Erst vor ein paar Tagen kamen wir in Melbourne an und stolperten durch die Straßen, die Köpfe benebelt von den 14 Stunden vorgerückten Zeigern. Wir besuchten ein Café nach dem anderen und bekämpften den Jetlag mit Koffein. Nachdem wir Zug- und Busfahrpläne studiert hatten, machten wir uns auf den Weg Richtung Osten. Eine Reihe von Zügen und Bussen, gekrönt von einer Fahrt mit einem freundlichen Einheimischen namens George vom Aldi-Supermarkt, bringt uns zum Pines-Campingplatz. Unterwegs spürte ich, wie sich mein Gehirn zu entspannen begann. Nichts ist beruhigender für mich als offene und strukturlose Tage. Doch selbst nach Jahren dieser Erfahrung sehnte ich mich nach Stabilität; traf Entscheidungen, die mir Halt gaben. Langsam schlug ich neue Wurzeln in neuem Boden, nur nicht mehr so fest wie früher. Als letztes Jahr in unserer Traumstadt in den Eastern Sierras ein Haus frei wurde, beschlossen wir überstürzt, ein Angebot abzugeben, und so landeten wir nun in einem renovierungsbedürftigen Haus in Bishop.

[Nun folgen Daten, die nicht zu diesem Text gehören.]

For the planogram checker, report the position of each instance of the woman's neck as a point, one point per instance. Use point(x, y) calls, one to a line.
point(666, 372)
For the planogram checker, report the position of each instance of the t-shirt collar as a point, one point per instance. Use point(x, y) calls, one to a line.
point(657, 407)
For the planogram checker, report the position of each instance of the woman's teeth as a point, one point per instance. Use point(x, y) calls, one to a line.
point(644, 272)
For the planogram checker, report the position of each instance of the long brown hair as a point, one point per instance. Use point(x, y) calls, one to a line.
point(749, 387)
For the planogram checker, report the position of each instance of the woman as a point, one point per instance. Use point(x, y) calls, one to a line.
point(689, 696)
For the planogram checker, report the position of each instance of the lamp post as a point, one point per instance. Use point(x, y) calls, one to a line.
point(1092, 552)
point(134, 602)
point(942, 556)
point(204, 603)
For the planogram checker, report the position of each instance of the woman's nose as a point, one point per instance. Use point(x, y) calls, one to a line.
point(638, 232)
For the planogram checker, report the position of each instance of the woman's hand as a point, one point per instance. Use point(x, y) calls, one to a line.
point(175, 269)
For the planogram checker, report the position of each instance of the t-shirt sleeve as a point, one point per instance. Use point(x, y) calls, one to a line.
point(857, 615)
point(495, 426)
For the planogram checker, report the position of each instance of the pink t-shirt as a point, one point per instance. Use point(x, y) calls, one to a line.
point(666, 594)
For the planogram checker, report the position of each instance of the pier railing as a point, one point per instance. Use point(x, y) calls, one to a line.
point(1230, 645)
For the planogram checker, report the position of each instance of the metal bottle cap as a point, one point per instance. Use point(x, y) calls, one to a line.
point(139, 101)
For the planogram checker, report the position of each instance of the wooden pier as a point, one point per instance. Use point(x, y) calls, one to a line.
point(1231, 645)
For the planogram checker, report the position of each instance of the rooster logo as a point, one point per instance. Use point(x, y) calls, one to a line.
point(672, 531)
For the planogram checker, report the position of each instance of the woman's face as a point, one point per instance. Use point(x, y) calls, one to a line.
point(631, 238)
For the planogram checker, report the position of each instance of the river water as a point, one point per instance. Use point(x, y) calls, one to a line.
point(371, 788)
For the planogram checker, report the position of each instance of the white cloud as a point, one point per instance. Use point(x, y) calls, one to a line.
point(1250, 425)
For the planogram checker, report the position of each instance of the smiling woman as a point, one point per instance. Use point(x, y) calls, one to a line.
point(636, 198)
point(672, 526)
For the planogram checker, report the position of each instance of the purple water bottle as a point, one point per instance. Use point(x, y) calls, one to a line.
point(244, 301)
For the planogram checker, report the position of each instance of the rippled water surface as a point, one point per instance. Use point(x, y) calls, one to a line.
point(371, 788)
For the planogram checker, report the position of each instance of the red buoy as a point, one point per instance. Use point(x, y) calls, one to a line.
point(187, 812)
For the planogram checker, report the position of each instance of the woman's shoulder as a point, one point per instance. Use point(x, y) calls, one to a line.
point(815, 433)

Hier draußen in den Wimmera Plains folgen die Tage einem anderen Kalender. Es fühlt sich an wie ein Portal – ein Fenster zurück zu unseren Wurzeln und ein Blick in das, was vor uns liegen könnte. Es ist erdend, aber zugleich auch weitreichend. Wir waren uns immer einig, dass wir unser Leben ändern können, egal was passiert. Unsere Entscheidungen wurden immer vom Instinkt geleitet, und wir hören weiterhin auf diesen unerschütterlichen Sog. Während ich diese Philosophie im vergangenen Jahr hinterfragt habe, trägt Drew die Vision einer Zukunft in sich, in der sich das Leben verändern und biegen kann, so wie es das für uns immer getan hat. Ein weitläufiges Land wie Australien schien der ideale Ort, um diesen Sog wiederzuentdecken.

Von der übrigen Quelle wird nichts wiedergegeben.